Sen - rozdział 5



Draco zakładał właśnie swój garnitur i przeglądał się w lustrze. W lustrze idealne odbicie jego osoby szpeciło jedynie jego zmarszczone czoło i zawzięta mina. Westchnął cicho i wygładził raz jeszcze swoją marynarkę, gdy usłyszał, jak ktoś wchodzi do pokoju. Odwrócił się i natrafił na wzrok uważnych, orzechowych oczu i uśmiechnął się lekko do dziewczyny.

-Już czas.

Powiedział, podchodząc do niej i kładąc jej dłoń na ramieniu i ściskając ją lekko.

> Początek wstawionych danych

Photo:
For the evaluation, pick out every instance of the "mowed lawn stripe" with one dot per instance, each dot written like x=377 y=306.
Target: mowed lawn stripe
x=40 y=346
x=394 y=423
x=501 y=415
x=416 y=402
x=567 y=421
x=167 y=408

-Myślisz, że wszystko pójdzie po naszej myśli?

Zapytała, patrząc z lekkim niepokojem na Ślizgona, który westchnął i pokręcił głową.

-Nie. Na pewno nie. Ale nie możemy zrezygnować.

Dziewczyna przytaknęła i wyszła z pomieszczenia, idąc sama się przygotować. Ich plan zakłada, że za dwie godziny dotrą do Ośrodka, w którym przetrzymywany jest jego chłopak i odbicie go. Nie wiedział, czy im się uda, ale wierzył, że pójdzie tak, jak chcą. Westchnął cicho i wyszedł z pomieszczenia, mając w głowie tysiące myśli.